Another Word For It Patrick Durusau on Topic Maps and Semantic Diversity

March 2, 2011

RKWard

Filed under: Data Mining,R — Patrick Durusau @ 10:22 am

RKWard

Another R IDE for data mining. Thought I should mention it since I also posted a note about RStudio.

From the website:

RKWard is meant to become an easy to use, transparent frontend to the R-language, a very powerful, yet hard-to-get-into scripting-language with a strong focus on statistic functions. It will not only provide a convenient user-interface, however, but also take care of seamless integration with an office-suite. Practical statistics is not just about calculating, after all, but also about documenting and ultimately publishing the results.

RKWard then is (will be) something like a free replacement for commercial statistical packages. In addition to ease of use, three aspects are particularily important:

  • It will be a transparent interface to the underlying R-language. That is, it will not hide the powerful syntax, but merely provide a convenient way, in which both newbies and R-experts can accomplish most of their tasks. A GUI can never provide an interface to the whole power of a language like R. In some cases users will want to tweak some functions to their particular needs and esp. to automate some tasks.
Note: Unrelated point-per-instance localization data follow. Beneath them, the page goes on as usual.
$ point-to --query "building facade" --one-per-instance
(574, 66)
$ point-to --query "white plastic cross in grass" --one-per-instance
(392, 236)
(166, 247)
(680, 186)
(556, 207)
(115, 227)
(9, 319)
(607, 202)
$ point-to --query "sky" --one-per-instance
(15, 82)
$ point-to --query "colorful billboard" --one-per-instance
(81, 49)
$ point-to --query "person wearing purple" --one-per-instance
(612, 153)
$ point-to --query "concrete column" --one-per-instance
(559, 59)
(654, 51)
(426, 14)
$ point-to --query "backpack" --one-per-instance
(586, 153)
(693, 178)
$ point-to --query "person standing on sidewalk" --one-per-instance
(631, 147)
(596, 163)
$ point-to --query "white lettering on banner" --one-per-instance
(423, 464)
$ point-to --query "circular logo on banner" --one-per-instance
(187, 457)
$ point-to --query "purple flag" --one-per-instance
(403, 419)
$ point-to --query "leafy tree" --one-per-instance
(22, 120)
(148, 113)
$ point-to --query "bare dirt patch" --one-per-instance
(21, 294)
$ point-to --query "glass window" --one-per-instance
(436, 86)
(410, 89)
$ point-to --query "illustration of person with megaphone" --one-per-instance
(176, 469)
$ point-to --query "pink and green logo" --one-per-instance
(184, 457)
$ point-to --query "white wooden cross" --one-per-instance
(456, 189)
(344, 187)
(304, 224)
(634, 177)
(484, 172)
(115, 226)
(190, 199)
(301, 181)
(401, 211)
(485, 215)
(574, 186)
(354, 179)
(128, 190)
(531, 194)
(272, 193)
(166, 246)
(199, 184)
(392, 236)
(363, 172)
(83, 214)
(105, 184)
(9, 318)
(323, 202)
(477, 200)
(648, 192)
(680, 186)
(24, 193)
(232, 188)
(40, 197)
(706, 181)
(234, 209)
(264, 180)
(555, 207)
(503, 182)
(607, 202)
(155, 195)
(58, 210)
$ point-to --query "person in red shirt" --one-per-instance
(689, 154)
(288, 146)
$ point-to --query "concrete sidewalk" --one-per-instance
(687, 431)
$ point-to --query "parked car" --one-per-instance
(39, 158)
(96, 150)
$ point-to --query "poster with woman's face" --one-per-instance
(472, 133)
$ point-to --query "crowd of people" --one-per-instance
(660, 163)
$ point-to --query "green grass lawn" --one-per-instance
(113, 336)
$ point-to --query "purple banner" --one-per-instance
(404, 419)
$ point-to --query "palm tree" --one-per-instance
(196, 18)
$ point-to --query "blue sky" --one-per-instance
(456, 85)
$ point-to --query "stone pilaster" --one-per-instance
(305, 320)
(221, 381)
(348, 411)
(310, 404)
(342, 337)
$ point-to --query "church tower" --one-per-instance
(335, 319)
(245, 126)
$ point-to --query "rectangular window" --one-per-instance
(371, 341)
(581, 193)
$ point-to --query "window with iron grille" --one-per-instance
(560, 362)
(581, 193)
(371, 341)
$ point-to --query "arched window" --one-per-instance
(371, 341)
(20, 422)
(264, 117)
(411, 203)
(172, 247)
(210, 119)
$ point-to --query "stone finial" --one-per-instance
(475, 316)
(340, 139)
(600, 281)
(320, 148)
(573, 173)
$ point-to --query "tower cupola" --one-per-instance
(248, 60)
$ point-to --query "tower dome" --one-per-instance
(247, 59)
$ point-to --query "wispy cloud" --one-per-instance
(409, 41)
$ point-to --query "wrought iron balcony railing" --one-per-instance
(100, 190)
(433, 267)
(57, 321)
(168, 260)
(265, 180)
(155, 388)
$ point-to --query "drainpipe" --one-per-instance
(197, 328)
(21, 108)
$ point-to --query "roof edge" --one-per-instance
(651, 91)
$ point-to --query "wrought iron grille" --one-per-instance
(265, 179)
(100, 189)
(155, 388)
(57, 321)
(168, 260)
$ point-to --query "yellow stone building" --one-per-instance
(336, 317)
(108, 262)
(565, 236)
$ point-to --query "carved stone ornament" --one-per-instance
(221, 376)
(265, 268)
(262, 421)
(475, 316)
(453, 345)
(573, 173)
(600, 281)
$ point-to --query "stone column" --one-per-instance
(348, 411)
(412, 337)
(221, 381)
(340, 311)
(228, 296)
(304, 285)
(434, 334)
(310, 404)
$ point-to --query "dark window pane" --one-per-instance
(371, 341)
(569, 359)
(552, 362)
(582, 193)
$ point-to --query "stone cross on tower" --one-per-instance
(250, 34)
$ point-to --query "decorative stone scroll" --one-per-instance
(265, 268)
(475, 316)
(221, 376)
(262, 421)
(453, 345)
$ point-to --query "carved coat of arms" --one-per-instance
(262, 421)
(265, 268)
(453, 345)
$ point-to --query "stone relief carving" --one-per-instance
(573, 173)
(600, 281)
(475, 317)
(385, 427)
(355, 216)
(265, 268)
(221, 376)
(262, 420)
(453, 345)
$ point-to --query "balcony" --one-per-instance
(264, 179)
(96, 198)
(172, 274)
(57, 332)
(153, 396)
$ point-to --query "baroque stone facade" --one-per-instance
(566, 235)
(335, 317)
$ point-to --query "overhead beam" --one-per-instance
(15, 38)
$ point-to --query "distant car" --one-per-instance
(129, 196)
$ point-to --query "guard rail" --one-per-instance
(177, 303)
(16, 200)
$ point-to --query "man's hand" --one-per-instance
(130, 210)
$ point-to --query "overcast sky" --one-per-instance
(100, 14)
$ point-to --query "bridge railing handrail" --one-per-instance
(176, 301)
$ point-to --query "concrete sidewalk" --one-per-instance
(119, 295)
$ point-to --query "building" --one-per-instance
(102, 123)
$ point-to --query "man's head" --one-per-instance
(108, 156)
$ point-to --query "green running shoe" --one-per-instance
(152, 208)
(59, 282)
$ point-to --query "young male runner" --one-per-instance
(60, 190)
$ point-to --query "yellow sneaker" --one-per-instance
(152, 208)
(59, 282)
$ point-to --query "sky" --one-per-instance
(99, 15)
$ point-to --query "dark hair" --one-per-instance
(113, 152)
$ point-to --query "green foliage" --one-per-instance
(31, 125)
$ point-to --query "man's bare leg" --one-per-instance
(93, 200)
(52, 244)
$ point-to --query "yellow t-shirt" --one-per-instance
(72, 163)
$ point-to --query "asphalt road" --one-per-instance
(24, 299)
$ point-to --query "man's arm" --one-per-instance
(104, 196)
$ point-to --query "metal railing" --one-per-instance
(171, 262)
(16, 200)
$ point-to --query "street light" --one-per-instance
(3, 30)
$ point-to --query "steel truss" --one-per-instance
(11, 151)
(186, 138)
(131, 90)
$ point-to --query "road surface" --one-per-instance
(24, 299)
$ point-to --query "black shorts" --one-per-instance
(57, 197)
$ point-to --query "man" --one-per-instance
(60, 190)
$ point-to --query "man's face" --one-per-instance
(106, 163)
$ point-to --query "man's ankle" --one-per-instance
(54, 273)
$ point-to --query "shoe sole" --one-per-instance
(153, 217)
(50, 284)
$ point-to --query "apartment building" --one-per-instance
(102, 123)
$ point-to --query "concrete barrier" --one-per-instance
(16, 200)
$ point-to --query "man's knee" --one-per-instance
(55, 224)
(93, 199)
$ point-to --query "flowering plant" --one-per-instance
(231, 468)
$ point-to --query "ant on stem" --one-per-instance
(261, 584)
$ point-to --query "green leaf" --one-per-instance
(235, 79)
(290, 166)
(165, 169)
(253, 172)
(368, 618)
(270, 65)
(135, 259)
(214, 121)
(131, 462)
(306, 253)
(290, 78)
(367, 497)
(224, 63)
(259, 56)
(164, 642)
By making the “inner workings” visible to the user, RKWard will make it easy for the user to see where and how to use R-syntax to accomplish their goals.
  • For the output, RKWard strives to separate content and design to a high degree. It will not try to design its own tables/graphs, etc, which have to be converted to the style used in the rest of a publication by hand. Currently RKWard uses HTML for its output. Using appropriate style definitions reformatting this output to match the rest of the publication will be easily doable. In future releases RKWard will even seek stronger integration with existing office suites.
  • It relies on a language, that is not only very powerful, but also extensible, and for which dozens of extensions already exist.

And of course, it is free (as in free speech).